Crane shut his eyes, bit at the carpet. No, he couldn’t. It couldn’t be worse. He would rather die than have it worse. He just wanted it all to be over.

“He can take it,” said Merrick.

“Lord Crane?” Day asked.

“I know what he can take.” Merrick’s tone brooked no argument. “Do it. Now. Sir.”

“Get on with it, damn you.” Crane had to force the words out through the overwhelming misery that clogged his throat.

“Very well. Mr. Merrick, are you capable of holding him down?”

“Yes.”

“Good. Don’t let him move.” Day paused, and added stiffly, “You have my assurance that I will make this as quick as I can.”

He moved forward without rising, in an awkward shuffle. He was, Crane saw, pushing the thing along the floor, but pushing apparently without touching it, his fingers still clawed above it.

As it came closer, the hairs rose on Crane’s arms. The air was greasy, dry and dirty and foul, like a filthy old sheepskin. He tried to recoil, and was held down hard.

“Don’t move, now,” muttered Merrick.

Day had the thing in front of Crane’s face.

It was gnarled wood, carved in a roughly humanoid shape, riddled with holes. It seemed to be pulsing slightly; looked as though it would feel oily. It was on some indefinable level utterly obscene, and Crane was overwhelming, painfully frightened of it. He pulled his head back.

“Steady,” Merrick whispered. “Come on, Vaudrey, you’ve done worse.”

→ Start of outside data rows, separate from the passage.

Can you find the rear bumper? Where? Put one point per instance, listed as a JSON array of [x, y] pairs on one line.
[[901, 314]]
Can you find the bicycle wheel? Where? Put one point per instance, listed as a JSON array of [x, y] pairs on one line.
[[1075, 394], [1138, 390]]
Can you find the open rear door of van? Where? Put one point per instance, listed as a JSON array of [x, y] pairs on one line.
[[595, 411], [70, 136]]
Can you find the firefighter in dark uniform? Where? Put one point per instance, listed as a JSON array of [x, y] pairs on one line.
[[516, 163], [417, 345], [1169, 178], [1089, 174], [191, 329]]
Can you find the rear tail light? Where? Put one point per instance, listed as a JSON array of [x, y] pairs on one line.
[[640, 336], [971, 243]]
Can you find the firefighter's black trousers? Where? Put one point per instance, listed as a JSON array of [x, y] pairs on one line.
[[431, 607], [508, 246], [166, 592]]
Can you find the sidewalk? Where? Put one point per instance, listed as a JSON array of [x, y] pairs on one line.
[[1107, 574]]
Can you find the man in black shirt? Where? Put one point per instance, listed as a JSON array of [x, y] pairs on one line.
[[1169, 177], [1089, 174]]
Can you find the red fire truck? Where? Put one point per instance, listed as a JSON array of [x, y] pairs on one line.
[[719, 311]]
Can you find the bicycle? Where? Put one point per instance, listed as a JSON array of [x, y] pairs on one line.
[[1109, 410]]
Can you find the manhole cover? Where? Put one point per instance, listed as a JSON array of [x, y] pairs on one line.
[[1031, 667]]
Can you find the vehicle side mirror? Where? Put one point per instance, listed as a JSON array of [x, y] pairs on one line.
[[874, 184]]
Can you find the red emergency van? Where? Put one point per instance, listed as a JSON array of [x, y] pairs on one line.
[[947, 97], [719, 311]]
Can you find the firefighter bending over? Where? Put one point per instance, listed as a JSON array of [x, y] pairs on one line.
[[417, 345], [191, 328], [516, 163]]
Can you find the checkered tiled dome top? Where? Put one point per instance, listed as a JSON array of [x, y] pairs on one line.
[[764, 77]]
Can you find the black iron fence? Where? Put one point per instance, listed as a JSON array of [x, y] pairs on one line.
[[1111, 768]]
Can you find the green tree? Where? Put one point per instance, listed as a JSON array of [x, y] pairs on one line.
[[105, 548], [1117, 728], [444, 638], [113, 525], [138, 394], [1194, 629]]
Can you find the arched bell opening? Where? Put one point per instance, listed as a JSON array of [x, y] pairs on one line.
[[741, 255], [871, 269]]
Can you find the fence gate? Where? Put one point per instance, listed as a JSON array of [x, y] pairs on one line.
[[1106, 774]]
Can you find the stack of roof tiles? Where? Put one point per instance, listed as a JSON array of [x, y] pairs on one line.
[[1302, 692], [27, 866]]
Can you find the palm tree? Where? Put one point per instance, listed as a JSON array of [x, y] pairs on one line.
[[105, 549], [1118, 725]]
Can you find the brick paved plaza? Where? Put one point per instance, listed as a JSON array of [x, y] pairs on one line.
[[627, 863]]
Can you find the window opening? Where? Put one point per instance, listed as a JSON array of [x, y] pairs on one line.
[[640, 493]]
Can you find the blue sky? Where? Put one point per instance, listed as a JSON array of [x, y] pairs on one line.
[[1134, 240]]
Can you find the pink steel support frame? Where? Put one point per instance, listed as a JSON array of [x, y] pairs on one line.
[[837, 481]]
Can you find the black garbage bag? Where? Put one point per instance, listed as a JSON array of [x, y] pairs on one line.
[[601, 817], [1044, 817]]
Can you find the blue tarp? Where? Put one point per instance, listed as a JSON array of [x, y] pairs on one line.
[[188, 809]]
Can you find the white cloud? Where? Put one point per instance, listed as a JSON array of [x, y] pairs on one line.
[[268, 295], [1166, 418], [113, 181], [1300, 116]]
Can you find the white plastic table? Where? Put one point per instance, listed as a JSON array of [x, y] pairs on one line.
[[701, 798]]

But he hadn’t, nothing worse than this, because as Day moved his hand away, the malevolence of the thing poured out in a flood of foul cancerous air that flooded into Crane’s nose and mouth and eyes. He knew he was screaming and thrashing, he could feel Merrick’s grip putting pressure on his elbows and knees, but he couldn’t bear it, couldn’t stand another second. The malignancy was all-consuming, shrivelling his soul to a single point of unbearable pain, and he was fighting Merrick hard, and Day simply sat there, probing the device with the twisted needle. Crane cursed him, the fucking vicious ginger dwarf, what the hell had he ever done to him, and Merrick, whose fucking fault this was, and himself, in the foulest language at his command, crying, begging, until Day spoke, in a voice that he could hardly hear through the filthy miasma around him.

“This will hurt.”

The agony came like a knife, pulsed through Crane’s chest and back and arms and upper thighs like screaming burning fire...

And then it didn’t.

STEPHEN SAT BACK ONhis heels and wiped his forehead as Lord Crane slumped forward, boneless. The manservant Merrick straddled his back, white and sweating, blood drooling from his nose where Crane had landed a blow earlier. He glared down at his master, then over at Stephen with a murderous look.

Stephen dropped the gnarled piece of wood to the ground and took a very deep breath.

“You can get off him. It’s done.”

“My lord?” Merrick released Crane’s arms. “My lord?”

There was a sort of muffled sobbing from where Crane’s face rested in the carpet. His body was shaking.